TIMES PURBALINGGA, YOGYAKARTA – Suasana hening menyelimuti Bentara Budaya Yogyakarta, Rabu (7/5/2025) malam, ketika repertoar tari “Kupu Kuning” dipentaskan oleh Kinanti Sekar Rahina.
Repertoar yang memadukan unsur pantomim, tari, dan musik ini berkolaborasi dengan Asita Kaladewa, dan kelompok pantomim Papeyo Indonesia serta musisi Guntur Nur Puspito.
Penampilan itu menjadi pembuka pameran seni lintas generasi bertajuk “Tuku Pangarep-Arep”, yang akan berlangsung hingga 14 Mei mendatang.
Pameran ini bukan sekadar ajang apresiasi karya seni, tetapi juga perayaan hidup dan warisan tiga seniman lintas generasi: maestro pantomim almarhum Jemek Supardi, istri Jemek pelukis Threeda Mayrayanti, dan putri Jemek, penari sekaligus pendidik seni, Kinanti Sekar Rahina.
Romo Sindhunata, istri Jemek pelukis Threeda Mayrayanti, dan Butet Kertaredjasa, di dalam ruang pameran Tuku Pengarep-arep di bentara Budaya Yogyakarta. (Foto: Eko Susanto/ TIMES Indonesia)
Suwarno Wisetrotomo dalam catatan kuratorialnya mengatakan, “Tuku Pangarep-Arep” yang berarti membeli harapan, memiliki makna lebih mendalam. Judul ini mencerminkan tidak hanya momen mengenang seorang maestro, tetapi juga upaya merawat harapan dan cita-cita yang tumbuh lintas generasi.

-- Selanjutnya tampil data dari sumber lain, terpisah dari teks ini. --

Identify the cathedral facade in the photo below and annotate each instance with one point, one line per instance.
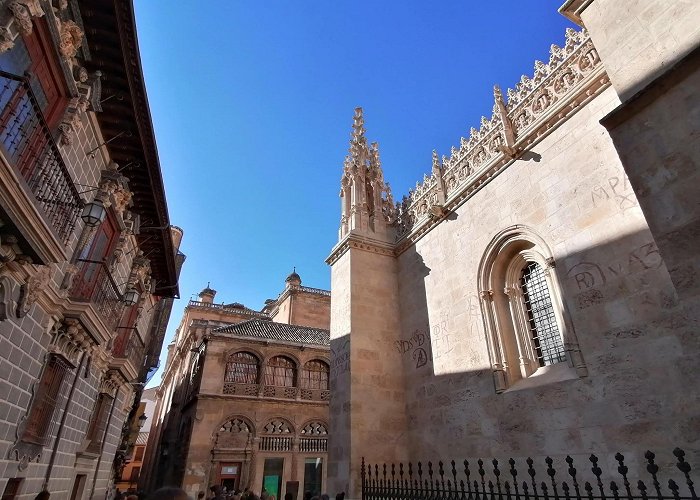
(244, 397)
(537, 293)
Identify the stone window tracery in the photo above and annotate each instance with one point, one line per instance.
(315, 375)
(242, 368)
(280, 371)
(527, 327)
(314, 428)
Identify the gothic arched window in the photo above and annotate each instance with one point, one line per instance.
(315, 375)
(526, 325)
(280, 372)
(242, 368)
(546, 339)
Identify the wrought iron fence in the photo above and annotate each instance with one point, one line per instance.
(481, 481)
(29, 145)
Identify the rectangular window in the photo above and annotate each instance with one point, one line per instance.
(98, 424)
(78, 487)
(230, 475)
(313, 474)
(46, 399)
(11, 488)
(272, 476)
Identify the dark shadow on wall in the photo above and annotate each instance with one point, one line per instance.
(639, 342)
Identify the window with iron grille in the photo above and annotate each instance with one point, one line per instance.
(280, 372)
(524, 318)
(49, 390)
(542, 322)
(11, 488)
(242, 368)
(98, 423)
(315, 375)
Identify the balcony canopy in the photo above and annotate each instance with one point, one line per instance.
(112, 48)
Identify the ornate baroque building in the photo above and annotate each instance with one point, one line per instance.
(87, 253)
(537, 294)
(244, 396)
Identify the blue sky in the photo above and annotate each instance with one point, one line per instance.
(252, 104)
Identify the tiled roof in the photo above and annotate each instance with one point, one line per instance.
(278, 331)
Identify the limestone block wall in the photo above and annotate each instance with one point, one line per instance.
(640, 39)
(202, 453)
(310, 310)
(616, 292)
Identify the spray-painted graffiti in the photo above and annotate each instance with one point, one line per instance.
(340, 357)
(587, 274)
(415, 346)
(443, 340)
(617, 189)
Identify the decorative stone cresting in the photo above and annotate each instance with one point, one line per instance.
(532, 108)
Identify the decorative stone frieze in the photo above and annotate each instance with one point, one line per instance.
(71, 39)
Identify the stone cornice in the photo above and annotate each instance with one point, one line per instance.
(557, 116)
(572, 10)
(265, 342)
(360, 242)
(275, 401)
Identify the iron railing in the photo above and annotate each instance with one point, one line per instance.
(94, 283)
(273, 443)
(32, 151)
(318, 445)
(458, 482)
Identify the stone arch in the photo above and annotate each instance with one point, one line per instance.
(236, 431)
(314, 428)
(512, 351)
(278, 426)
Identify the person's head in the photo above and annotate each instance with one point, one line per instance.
(169, 493)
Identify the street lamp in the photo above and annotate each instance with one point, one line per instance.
(131, 296)
(142, 421)
(94, 213)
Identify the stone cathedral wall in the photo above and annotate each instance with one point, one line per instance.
(574, 194)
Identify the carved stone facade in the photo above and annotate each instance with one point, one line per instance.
(536, 294)
(244, 396)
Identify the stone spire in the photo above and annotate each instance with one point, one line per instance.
(362, 186)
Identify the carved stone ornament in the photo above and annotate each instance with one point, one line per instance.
(22, 17)
(7, 41)
(70, 340)
(30, 291)
(7, 290)
(110, 383)
(71, 39)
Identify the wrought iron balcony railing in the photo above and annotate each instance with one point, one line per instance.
(30, 148)
(94, 283)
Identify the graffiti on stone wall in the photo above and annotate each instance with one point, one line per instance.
(415, 346)
(340, 357)
(590, 276)
(617, 189)
(443, 340)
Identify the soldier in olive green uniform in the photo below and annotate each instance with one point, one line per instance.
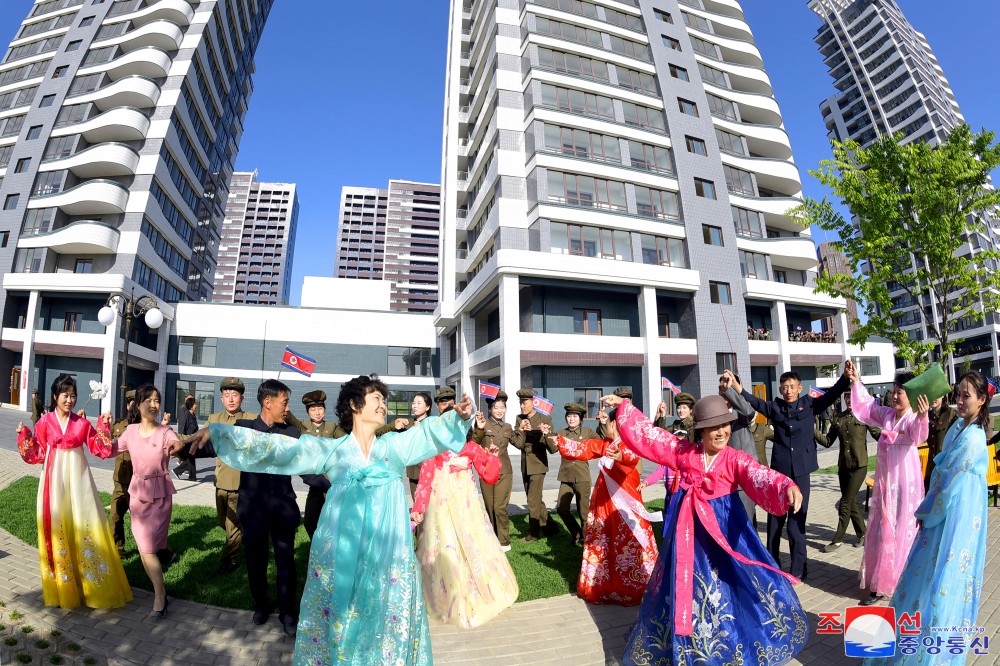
(531, 431)
(852, 468)
(227, 479)
(495, 431)
(122, 477)
(574, 475)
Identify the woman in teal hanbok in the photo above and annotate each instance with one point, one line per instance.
(943, 576)
(362, 602)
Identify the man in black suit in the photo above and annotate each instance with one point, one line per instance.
(793, 453)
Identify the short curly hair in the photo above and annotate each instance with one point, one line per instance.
(352, 396)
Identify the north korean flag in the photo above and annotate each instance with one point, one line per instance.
(298, 362)
(542, 405)
(488, 391)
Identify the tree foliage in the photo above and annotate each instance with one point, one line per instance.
(916, 208)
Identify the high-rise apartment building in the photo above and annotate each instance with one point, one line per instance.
(258, 242)
(615, 192)
(889, 82)
(392, 234)
(119, 126)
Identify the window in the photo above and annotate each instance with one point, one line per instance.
(725, 361)
(719, 291)
(72, 322)
(589, 398)
(586, 322)
(409, 362)
(688, 107)
(753, 265)
(696, 146)
(704, 188)
(712, 235)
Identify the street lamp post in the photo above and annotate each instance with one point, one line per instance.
(128, 308)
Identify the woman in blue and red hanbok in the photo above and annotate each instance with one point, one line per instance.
(943, 576)
(716, 595)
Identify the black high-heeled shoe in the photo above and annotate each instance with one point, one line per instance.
(161, 613)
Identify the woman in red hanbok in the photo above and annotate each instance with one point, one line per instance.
(619, 551)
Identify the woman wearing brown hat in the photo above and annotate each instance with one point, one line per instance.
(708, 602)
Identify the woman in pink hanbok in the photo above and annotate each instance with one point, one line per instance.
(899, 483)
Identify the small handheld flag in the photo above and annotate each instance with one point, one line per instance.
(488, 391)
(542, 405)
(298, 362)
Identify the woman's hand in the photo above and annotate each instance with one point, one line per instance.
(465, 408)
(795, 498)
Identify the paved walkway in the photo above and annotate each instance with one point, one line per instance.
(560, 630)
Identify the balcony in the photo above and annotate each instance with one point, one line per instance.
(101, 160)
(93, 197)
(88, 237)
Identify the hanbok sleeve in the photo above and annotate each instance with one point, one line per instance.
(767, 488)
(422, 495)
(32, 447)
(251, 451)
(433, 435)
(953, 479)
(865, 410)
(642, 437)
(487, 464)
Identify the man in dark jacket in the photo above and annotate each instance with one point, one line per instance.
(793, 453)
(852, 468)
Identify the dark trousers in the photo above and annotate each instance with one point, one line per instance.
(275, 518)
(314, 506)
(796, 531)
(850, 510)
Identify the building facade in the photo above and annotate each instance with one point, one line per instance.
(616, 184)
(392, 234)
(119, 125)
(257, 246)
(889, 82)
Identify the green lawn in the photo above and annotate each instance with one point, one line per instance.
(544, 568)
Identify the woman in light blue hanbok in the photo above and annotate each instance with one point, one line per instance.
(942, 580)
(362, 602)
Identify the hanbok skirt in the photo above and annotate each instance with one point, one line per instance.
(467, 579)
(77, 553)
(741, 614)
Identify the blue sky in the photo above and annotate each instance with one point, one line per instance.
(352, 93)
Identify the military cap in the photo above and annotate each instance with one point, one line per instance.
(684, 399)
(234, 383)
(444, 393)
(314, 398)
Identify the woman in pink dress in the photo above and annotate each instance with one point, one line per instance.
(150, 445)
(899, 483)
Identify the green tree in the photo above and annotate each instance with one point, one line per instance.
(917, 211)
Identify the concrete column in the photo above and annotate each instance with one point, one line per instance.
(784, 352)
(28, 379)
(648, 321)
(510, 333)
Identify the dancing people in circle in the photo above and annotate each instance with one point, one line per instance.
(77, 553)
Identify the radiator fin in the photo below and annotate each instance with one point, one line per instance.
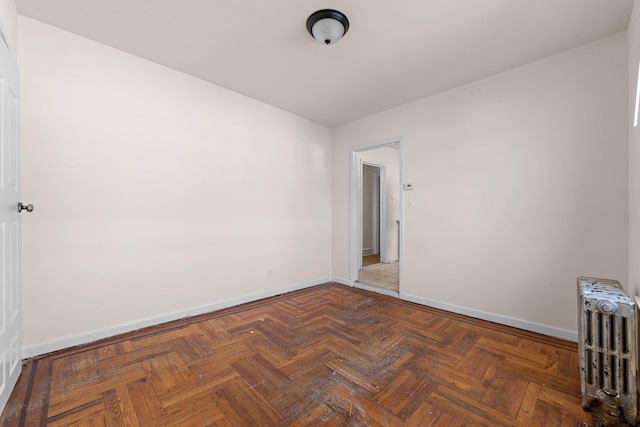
(607, 343)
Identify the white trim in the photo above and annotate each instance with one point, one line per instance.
(92, 336)
(341, 281)
(527, 325)
(379, 199)
(355, 257)
(376, 289)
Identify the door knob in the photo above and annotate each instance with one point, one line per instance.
(28, 208)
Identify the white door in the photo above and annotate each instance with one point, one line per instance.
(10, 276)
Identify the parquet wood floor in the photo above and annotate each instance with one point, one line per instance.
(329, 355)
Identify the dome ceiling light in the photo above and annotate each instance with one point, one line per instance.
(327, 26)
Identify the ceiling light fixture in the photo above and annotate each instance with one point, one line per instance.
(327, 26)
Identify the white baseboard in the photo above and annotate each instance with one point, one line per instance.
(527, 325)
(341, 280)
(376, 289)
(50, 346)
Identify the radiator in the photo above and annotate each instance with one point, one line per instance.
(607, 343)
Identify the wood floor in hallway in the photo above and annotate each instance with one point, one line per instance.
(328, 355)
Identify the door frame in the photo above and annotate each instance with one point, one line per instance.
(355, 190)
(380, 199)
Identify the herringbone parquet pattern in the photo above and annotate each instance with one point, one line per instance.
(329, 355)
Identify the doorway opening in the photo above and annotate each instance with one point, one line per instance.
(376, 211)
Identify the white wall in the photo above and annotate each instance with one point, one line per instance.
(157, 192)
(633, 44)
(520, 187)
(390, 158)
(9, 18)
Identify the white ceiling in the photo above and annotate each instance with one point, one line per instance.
(396, 51)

Jemek Supardi, tutur Suwarno, dikenal sebagai seniman yang menolak tunduk pada konvensi. Dalam perjalanan panjangnya, ia menapaki jalan pantomim yang dipenuhi tantangan, menjadikan tubuh sebagai bahasa, suara, dan bahkan senjata untuk menyuarakan kritik sosial.
Bersama istrinya, Threeda Mayrayanti, yang melukis dengan ketelatenan dan energi tubuh rakyat seperti Tayub, mereka membangun rumah seni yang hidup dan bernapas.
Kini, estafet itu diteruskan oleh Kinanti Sekar Rahina, yang melalui tari, pendidikan, dan kerja komunitas, memperluas makna warisan seni menjadi ruang perjumpaan lintas disiplin.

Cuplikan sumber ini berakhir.